Hoc monumentum...
6 February 2001
The English architect Quinlan Terry is a remarkable classicist, a throwback to a mode of architecture that all but disappeared some generations ago. He has said I don’t think we can ignore the Modern Movement. But I wouldn't have minded at all if it hadn't happened. I think the world would be a much nicer place.
Terry knows his architecture well enough (and his Latin) to crack a joke with a column and an inscription. I’ll let Clive Aslet tell the story of one of Quinlan Terry’s designs in the gardens of West Green House in Hampshire:
At West Green, the first of the follies announces itself before you turn down the present drive to the house. For a great column and finial of Portland stone have been placed near the road, at the end of a new lime avenue on axis with the entrance front of the house. A new drive along this avenue is being formed. But the placing of the column so near the public road could with justice be called provocative. The column, however handsome, is quite deliberately and flagrantly useless, and makes no concessions on this point to mealy-mouthed notions of economy, modesty and reserve. It was conceived at the time when the Labour government was threatening to bring in a wealth tax.
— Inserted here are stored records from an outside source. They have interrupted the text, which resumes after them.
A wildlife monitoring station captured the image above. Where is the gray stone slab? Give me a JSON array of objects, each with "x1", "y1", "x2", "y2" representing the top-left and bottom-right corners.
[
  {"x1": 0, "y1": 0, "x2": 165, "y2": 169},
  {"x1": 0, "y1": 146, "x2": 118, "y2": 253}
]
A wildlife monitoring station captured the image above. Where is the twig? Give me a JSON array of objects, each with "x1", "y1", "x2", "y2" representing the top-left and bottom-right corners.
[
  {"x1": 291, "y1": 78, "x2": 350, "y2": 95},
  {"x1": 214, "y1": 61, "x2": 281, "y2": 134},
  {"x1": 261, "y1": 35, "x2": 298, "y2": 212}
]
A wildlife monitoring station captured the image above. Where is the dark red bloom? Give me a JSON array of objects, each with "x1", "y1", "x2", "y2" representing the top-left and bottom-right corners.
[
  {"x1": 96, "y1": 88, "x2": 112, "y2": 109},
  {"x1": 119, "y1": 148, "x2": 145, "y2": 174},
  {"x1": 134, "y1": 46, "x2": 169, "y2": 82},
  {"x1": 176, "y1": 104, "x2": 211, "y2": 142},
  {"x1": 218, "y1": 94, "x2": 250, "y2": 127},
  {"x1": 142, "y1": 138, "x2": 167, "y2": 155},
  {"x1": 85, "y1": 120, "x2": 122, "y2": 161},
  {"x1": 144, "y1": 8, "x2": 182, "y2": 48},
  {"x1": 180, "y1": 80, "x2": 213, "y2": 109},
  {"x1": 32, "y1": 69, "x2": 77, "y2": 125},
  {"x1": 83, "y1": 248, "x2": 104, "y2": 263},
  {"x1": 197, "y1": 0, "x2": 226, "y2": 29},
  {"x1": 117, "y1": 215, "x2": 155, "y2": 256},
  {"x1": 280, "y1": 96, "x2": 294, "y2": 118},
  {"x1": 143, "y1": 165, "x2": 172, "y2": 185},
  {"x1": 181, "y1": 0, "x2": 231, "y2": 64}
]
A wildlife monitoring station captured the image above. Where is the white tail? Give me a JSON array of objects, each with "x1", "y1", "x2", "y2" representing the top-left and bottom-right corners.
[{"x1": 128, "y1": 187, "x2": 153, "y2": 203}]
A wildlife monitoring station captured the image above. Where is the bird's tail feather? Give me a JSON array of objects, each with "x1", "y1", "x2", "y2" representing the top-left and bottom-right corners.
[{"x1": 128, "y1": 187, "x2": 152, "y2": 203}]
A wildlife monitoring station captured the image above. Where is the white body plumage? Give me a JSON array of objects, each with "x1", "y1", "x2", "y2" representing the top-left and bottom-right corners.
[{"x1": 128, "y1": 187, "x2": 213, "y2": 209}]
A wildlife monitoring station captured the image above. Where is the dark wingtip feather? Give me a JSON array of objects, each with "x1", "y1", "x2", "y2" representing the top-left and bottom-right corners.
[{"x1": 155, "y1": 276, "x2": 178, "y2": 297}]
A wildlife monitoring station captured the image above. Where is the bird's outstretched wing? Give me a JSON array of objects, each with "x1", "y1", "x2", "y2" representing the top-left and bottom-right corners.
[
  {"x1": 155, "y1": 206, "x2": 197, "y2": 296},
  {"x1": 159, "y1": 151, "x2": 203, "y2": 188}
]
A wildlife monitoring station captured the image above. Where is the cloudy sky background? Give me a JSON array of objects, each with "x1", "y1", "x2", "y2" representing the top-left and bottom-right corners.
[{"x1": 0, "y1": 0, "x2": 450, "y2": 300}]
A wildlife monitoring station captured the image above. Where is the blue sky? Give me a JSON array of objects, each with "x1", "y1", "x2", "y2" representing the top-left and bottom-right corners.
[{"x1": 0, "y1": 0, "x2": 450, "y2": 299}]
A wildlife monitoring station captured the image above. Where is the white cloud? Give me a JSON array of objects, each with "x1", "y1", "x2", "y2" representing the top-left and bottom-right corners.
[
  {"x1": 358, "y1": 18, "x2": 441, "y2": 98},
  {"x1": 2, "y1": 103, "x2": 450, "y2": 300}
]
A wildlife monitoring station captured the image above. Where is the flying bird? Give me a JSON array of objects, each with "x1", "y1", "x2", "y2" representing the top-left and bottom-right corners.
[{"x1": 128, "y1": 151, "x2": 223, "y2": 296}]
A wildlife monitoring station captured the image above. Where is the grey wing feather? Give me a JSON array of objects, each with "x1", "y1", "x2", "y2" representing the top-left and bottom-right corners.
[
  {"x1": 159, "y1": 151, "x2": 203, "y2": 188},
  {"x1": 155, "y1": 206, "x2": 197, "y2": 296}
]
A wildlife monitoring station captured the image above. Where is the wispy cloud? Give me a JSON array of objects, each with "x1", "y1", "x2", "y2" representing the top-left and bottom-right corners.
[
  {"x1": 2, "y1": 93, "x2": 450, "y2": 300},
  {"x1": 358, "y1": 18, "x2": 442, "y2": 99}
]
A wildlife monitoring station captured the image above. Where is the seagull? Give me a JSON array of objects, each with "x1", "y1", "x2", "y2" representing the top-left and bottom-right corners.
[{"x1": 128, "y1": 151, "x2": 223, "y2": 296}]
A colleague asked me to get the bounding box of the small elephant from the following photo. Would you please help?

Lord McAlpine, who belongs to the McAlpine construction family and is Treasurer of the Conservative Party, expressed his feelings in architecture, Terry devising the legend: ‘Hoc monumentum magno pretio quod aliter in manus publicanorum quandoquc cecidisset aedifteaturn est’ (‘This monument was built with a large sum of money, which would have otherwise fallen, sooner or later, into the hands of the tax-gatherers’). Terry's first design, dated July 1975, shows a column with rubble rustication and a Portland stone finial, surrounded by a thatched hut at the base. It is similar to Erith and Terry's croquet pavilion at Aynho. By November 1975 he was proposing a straight column with vermiculated bands and a flaming urn. This developed into what we see now: a column with bands of rustication which are themselves banded, like the Michelin Man’s tyres, and with a bold and bulbous finial on top. Alas, the triumphal arch with obelisks which Lord McAlpine proposed erecting in honour of the first lady prime minister of Great Britain in 1979 was designed but never built.
[Clive Aslet, Quinlan Terry: the revival of architecture (Harmondsworth: Penguin, 1986), page 121.]